Roughly a fifth of all fish eaten globally are caught using nets towed along the bottom of the ocean. There’s long been concern that this method – known as trawling – destroys or severely damages the ecosystems where it’s used. Now, a new meta-analysis of the science available on this topic offers some quantification of the impacts of different type of trawls.  

Previous studies have found that the mud plumes from some trawls can be seen from space, and that “bottom trawling related to commercial fisheries leaves a greater physical footprint on the seafloor than the combined effects of all other human activities, including scientific research, fossil fuel recovery and waste disposal.”

While it is undeniable that dragging metal gear across the seafloor impacts the ecosystems there, a new analysis of seventy different studies finds that not all trawls are equal, and that some do significantly less damage than others.

In particular, otter trawls – the type most commonly used in New England – have the least impact of the four types compared. Otter trawls scrape, on average, just under an inch off the seafloor and remove about six percent of the animals living there. In contrast, hydraulic dredges squirt water into the sediment to release buried animals, reaching about six inches into the sea floor and removing more than forty percent of animals.

The new study also looked at how long it takes for ecosystems to recover from trawling impacts, and found that it ranged between just shy of two years and six and a half years. Of course, there are areas of the Gulf of Maine that get trawled day after day.

While this study puts some hard numbers to what trawls do to New England’s seafloor ecosystems, it still leaves some room for interpretation.
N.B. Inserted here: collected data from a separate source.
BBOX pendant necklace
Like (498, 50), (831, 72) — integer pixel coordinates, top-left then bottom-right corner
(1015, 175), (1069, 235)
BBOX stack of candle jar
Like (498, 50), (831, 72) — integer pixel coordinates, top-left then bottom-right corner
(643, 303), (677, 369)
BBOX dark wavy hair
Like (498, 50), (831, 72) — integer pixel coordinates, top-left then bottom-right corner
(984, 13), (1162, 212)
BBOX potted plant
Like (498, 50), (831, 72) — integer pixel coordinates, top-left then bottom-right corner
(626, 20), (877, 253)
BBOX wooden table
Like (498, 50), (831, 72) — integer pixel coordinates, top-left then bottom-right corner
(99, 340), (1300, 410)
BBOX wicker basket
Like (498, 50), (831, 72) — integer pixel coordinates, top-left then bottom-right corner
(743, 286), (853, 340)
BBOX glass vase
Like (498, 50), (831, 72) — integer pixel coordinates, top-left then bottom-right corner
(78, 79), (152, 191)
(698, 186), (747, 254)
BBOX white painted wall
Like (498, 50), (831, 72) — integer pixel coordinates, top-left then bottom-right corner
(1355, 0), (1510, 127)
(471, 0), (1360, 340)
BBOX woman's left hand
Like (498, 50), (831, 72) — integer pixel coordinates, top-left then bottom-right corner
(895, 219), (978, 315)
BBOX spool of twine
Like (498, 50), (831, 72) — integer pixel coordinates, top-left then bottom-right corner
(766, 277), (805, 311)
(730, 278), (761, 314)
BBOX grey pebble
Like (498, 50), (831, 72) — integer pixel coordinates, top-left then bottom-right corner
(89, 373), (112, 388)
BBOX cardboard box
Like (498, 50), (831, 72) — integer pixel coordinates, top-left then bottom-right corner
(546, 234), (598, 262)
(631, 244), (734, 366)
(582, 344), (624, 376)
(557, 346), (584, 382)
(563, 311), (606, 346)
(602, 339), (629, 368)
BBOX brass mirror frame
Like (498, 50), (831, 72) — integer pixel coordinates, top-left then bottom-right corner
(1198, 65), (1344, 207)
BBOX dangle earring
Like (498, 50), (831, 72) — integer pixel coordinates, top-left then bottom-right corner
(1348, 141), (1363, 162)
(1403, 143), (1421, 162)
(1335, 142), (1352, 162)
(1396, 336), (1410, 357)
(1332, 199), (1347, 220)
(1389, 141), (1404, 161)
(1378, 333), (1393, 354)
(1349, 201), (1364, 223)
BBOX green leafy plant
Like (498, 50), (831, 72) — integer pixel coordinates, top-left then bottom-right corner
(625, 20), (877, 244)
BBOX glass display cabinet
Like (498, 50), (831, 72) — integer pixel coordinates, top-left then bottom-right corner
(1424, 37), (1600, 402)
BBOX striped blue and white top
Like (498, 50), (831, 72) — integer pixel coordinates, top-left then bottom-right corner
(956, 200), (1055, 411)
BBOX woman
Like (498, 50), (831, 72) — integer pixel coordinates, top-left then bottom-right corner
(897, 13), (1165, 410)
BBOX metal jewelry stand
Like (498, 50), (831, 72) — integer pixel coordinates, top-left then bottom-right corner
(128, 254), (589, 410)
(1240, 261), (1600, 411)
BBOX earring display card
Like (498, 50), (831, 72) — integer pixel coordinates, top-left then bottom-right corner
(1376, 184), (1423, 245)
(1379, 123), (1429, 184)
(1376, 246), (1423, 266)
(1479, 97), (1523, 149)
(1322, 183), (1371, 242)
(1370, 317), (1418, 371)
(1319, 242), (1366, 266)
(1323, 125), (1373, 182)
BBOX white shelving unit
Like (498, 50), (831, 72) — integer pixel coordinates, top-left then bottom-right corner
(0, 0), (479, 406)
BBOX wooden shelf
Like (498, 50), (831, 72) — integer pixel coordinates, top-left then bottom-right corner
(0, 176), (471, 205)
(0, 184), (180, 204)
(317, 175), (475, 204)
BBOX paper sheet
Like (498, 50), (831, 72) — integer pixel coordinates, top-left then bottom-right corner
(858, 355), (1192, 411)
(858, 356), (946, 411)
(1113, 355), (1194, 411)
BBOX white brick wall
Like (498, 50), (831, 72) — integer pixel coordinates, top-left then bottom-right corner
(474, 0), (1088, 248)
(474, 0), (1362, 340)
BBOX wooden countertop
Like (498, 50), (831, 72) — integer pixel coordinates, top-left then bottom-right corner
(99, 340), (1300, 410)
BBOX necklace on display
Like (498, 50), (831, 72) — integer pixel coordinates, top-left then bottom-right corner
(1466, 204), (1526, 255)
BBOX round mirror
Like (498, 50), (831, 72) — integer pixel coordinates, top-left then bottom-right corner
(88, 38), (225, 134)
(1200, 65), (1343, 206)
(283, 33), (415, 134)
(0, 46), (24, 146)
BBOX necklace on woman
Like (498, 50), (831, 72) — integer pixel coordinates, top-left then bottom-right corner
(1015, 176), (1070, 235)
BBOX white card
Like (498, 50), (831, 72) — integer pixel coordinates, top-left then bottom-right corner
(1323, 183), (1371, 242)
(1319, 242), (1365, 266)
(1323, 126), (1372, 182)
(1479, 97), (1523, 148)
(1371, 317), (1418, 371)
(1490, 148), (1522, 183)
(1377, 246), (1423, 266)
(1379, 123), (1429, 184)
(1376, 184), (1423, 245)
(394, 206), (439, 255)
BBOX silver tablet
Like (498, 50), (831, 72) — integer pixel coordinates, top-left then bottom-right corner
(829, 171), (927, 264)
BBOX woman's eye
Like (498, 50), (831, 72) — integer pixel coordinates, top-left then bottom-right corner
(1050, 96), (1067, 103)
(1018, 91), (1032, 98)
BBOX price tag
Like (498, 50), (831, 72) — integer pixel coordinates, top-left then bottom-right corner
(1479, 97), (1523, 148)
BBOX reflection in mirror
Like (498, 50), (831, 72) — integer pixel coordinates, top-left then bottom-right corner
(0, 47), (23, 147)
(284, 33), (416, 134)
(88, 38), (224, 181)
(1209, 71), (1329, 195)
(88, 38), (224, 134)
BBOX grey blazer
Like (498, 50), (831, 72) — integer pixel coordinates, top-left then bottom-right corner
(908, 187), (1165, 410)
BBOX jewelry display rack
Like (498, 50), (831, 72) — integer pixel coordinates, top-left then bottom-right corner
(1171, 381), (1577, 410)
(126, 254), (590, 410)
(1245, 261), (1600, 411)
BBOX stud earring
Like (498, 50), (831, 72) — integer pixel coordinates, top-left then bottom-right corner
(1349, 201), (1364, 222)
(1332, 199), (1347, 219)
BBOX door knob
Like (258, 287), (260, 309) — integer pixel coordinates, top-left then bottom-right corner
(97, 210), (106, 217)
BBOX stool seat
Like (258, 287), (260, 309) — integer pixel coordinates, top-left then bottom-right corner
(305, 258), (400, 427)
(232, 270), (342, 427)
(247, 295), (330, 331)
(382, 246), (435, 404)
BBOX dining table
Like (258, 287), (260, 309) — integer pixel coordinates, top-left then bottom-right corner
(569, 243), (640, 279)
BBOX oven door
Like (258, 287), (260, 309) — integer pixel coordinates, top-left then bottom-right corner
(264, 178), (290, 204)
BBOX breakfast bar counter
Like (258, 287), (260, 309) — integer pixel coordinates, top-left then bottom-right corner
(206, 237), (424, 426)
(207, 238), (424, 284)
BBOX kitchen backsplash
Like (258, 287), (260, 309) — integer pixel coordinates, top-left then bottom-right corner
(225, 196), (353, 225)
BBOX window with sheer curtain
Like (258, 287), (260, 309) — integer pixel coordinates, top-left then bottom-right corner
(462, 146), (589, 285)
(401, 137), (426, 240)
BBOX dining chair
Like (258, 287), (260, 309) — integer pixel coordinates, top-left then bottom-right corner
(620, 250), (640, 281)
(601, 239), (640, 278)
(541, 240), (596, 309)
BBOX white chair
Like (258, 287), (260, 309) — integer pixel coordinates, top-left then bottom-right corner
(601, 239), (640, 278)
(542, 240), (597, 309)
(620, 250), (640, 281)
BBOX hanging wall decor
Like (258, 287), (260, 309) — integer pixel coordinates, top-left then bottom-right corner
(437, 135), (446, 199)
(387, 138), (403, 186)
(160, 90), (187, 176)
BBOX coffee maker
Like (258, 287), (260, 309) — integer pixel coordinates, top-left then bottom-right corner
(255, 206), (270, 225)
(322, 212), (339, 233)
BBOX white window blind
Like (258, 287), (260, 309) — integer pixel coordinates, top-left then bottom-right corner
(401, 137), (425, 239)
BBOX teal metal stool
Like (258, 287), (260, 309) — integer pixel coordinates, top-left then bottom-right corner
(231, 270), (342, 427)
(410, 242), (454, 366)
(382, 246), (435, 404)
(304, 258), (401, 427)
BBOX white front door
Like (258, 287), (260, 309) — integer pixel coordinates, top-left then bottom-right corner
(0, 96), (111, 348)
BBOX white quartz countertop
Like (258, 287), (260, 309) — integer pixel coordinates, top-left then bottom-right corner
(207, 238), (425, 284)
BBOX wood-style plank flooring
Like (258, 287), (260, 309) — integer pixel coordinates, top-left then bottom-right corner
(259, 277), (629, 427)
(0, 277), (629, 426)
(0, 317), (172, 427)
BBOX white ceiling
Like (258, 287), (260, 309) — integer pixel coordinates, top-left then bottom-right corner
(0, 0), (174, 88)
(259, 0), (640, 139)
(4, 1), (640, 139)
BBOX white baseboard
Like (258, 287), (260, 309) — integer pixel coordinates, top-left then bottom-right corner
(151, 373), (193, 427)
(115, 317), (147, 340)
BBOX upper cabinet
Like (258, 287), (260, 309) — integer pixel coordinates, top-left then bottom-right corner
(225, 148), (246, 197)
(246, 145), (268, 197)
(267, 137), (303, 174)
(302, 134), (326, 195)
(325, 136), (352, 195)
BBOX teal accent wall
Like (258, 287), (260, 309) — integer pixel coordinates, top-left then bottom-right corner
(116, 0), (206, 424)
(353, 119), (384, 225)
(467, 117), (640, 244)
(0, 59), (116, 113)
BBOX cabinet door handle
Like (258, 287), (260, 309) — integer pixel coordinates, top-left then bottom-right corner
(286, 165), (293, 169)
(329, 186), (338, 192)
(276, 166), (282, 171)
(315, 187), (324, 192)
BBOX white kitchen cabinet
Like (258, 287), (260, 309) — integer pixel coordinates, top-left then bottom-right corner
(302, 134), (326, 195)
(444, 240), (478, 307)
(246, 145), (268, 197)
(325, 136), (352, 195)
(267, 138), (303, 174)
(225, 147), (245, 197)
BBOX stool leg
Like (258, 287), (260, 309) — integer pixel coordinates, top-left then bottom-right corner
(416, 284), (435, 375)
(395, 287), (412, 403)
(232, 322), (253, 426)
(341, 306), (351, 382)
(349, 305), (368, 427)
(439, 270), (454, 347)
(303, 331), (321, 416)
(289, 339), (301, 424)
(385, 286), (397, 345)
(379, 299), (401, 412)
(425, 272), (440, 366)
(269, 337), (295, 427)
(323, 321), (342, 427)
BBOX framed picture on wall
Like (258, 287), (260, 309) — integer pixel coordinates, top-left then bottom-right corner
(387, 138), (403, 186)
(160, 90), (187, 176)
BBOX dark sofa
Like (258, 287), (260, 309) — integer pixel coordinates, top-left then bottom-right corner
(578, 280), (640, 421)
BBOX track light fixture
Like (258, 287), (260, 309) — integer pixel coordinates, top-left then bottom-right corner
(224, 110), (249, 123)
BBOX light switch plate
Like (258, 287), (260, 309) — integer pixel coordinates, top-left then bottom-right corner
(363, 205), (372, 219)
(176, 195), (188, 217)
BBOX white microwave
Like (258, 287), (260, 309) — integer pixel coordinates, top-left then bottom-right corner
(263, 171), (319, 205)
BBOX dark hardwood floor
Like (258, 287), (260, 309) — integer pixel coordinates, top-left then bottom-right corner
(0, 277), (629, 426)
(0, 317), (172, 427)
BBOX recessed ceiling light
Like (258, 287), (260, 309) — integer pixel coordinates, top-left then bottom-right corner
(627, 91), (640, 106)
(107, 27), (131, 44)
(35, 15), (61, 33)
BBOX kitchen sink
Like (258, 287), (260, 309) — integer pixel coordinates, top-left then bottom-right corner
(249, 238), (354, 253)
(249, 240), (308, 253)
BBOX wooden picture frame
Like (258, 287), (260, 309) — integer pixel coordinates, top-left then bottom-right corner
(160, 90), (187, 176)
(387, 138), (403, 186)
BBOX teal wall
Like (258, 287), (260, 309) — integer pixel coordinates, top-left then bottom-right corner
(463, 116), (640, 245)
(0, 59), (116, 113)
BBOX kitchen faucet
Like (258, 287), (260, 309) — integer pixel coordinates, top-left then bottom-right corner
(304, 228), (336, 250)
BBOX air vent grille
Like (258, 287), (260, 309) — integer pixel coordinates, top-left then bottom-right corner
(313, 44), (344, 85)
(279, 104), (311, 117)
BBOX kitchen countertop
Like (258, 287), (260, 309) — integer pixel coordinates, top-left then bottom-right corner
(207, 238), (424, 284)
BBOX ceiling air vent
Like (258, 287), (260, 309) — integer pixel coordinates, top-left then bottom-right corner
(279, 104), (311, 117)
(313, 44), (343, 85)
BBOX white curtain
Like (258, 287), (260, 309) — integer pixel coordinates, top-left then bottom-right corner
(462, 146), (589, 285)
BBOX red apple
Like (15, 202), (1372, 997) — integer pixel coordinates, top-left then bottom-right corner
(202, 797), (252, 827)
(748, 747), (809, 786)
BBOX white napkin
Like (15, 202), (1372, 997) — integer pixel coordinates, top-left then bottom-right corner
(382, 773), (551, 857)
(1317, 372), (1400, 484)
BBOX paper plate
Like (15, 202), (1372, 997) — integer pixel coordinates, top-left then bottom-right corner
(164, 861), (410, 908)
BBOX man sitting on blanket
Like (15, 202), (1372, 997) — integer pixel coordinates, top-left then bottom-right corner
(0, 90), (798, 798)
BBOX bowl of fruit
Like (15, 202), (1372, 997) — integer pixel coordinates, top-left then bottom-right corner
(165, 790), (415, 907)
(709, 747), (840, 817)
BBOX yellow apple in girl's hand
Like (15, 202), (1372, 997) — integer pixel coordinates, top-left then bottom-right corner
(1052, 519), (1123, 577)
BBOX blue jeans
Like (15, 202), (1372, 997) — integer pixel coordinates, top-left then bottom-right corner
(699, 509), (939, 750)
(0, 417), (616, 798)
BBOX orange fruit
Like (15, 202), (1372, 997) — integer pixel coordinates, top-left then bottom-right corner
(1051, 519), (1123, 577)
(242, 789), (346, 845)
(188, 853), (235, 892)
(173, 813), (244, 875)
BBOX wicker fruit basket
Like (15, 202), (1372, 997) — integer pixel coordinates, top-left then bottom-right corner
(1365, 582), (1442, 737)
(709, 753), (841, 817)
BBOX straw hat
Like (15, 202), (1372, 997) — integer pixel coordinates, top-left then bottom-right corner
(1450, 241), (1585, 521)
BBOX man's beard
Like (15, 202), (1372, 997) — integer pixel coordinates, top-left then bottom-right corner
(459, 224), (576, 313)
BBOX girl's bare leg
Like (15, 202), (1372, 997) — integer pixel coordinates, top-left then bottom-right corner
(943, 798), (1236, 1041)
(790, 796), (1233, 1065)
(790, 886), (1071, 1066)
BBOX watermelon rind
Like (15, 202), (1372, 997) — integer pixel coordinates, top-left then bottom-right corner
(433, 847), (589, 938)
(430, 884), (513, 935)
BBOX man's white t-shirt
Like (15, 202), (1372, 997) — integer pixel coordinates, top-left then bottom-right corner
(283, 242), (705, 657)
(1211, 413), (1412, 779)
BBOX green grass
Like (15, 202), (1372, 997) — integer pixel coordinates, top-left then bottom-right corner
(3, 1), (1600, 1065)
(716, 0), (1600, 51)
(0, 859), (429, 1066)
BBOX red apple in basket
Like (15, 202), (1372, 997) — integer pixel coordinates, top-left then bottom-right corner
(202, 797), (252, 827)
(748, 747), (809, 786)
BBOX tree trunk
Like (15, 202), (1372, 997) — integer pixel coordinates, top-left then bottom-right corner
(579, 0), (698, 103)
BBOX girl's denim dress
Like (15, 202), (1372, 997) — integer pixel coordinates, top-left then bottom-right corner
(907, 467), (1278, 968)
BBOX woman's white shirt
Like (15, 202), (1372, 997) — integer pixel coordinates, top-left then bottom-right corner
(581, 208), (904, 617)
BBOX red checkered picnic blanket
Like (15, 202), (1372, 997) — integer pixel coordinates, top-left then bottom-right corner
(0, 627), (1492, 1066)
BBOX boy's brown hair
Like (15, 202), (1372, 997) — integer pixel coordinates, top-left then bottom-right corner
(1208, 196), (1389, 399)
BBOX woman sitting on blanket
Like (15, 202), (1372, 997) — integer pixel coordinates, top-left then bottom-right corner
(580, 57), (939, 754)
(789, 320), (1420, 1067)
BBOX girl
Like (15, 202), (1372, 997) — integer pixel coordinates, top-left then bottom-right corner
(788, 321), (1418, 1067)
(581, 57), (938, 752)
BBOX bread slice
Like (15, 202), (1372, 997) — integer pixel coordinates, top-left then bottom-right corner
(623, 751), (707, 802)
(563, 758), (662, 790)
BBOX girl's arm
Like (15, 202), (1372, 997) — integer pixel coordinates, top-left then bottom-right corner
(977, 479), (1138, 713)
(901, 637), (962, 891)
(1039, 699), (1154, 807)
“I think we have to be careful in the words that we use. They’re being impacted. I wouldn’t like to use the word disrupted,” said Steve Eayrs, a research scientist at Gulf of Maine Research Institute who specializes in fishing gear design and innovation. “They’re being impacted regularly, day after day, month after month. But they have for a very long time.”

Eayrs admits that the introduction of trawling to the Gulf of Maine some hundred or so years ago would have been a significant disruption. But, he says, hurricanes also cause significant disturbance of the seafloor. He also notes that many repetitively trawled areas are shallow, high-energy systems where seafloor disturbance is routine and natural.

“Putting it into context, trawling certainly does have an impact,” Eayrs said. “Does it disrupt? I think impact is the appropriate way to describe the impact, particularly in an area that’s trawled over and over again.”

Overall, Eayrs says the study was well-done and provides useful information about an important and productive means of fishing, locally and globally.